Q: How did you simplify the left-hand side of the equation?

A: We used the property of exponents that $(a^m)^n = a^{mn}$ to simplify the left-hand side of the equation. Specifically, we rewrote $(5^2)^{2x-1}$ as $5^{2(2x-1)} = 5^{4x-2}$.

Q: Why did you multiply both sides of the equation by 5?

A: We multiplied both sides of the equation by 5 to get rid of the fraction on the right-hand side of the equation. This made it easier to simplify the equation and solve for x.

Q: How did you use logarithms to solve the equation?

A: We took the logarithm of both sides of the equation to get rid of the exponent on the left-hand side. This allowed us to simplify the equation and solve for x.

Q: What is the final solution to the equation?

A: The final solution to the equation is $\log(x) = 1$, which implies that $x = e^1 = e$.

Q: Can you explain why we used logarithms to solve the equation?

A: We used logarithms to solve the equation because the equation involves a variable in the exponent. Logarithms allow us to get rid of the exponent and solve for the variable.

Q: What are some common mistakes to avoid when solving equations involving exponents?

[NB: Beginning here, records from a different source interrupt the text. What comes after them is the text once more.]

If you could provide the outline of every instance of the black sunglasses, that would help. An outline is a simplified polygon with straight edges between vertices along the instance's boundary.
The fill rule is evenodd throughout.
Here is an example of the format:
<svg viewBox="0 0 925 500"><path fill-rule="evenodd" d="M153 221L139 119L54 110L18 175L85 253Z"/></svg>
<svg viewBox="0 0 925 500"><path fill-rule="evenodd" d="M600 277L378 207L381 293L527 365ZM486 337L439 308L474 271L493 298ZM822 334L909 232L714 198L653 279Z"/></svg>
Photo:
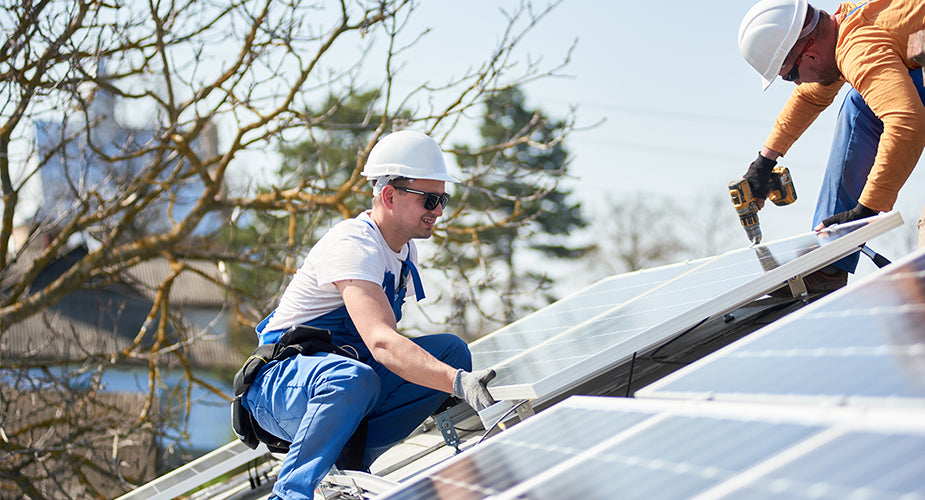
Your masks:
<svg viewBox="0 0 925 500"><path fill-rule="evenodd" d="M800 62L803 61L803 54L806 53L806 49L812 47L815 40L816 37L809 38L809 41L806 42L806 45L803 46L803 50L800 51L800 55L797 56L797 60L793 62L793 67L791 67L790 71L784 75L784 80L788 82L795 82L800 79Z"/></svg>
<svg viewBox="0 0 925 500"><path fill-rule="evenodd" d="M437 208L437 205L440 205L440 208L446 208L446 204L450 201L450 195L446 193L427 193L424 191L418 191L417 189L411 189L401 186L392 186L393 188L404 191L406 193L418 194L424 196L424 210L433 210Z"/></svg>

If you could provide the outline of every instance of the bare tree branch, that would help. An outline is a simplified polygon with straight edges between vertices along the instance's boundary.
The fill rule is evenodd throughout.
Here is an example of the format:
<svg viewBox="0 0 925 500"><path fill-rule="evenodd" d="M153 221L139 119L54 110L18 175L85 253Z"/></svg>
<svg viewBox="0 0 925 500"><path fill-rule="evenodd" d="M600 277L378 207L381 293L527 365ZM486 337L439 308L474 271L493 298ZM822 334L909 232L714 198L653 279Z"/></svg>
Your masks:
<svg viewBox="0 0 925 500"><path fill-rule="evenodd" d="M429 34L411 29L412 0L3 2L0 496L107 498L157 472L150 450L186 434L194 391L227 399L197 371L193 352L210 335L185 317L183 280L226 290L246 326L272 300L191 262L293 272L316 230L368 202L360 172L383 134L447 138L493 93L558 76L568 56L545 67L516 55L557 4L503 13L508 26L483 63L402 92L396 78ZM372 66L384 76L369 84L361 75ZM334 120L366 90L374 107ZM320 104L328 95L338 99ZM503 144L453 153L553 147L568 123L539 140L537 115ZM315 170L330 175L234 187L240 172L275 172L281 145L350 131L363 142ZM480 167L472 189L492 165ZM462 198L438 244L478 247L485 229L532 217L515 210L467 227ZM278 217L284 237L231 243L258 216ZM133 270L154 262L166 270L139 296ZM145 387L117 401L104 375L125 369L141 370Z"/></svg>

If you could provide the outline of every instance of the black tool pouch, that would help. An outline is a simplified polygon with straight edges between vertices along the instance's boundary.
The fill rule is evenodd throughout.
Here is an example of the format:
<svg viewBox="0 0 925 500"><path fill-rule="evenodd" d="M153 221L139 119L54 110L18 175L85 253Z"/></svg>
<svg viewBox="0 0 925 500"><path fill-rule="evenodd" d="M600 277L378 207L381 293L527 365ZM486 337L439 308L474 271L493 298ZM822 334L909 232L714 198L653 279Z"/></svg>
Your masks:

A: Some common mistakes to avoid when solving equations involving exponents include:

• Not using the correct properties of exponents
• Not simplifying the equation enough
• Not using logarithms when necessary
• Not checking the solution to make sure it satisfies the original equation

Q: How can I apply the techniques used in this article to solve other equations involving exponents?

A: The techniques used in this article can be applied to solve other equations involving exponents by following these steps:

• Simplify the equation using the properties of exponents
• Use logarithms to get rid of the exponent
• Solve for the variable
• Check the solution to make sure it satisfies the original equation

Conclusion

In this Q&A article, we have provided answers to common questions about solving the equation $25^{2x-1} = \frac{1}{5} x^{2x+1}$. We hope that this article has helped to clarify any doubts or questions that readers may have had.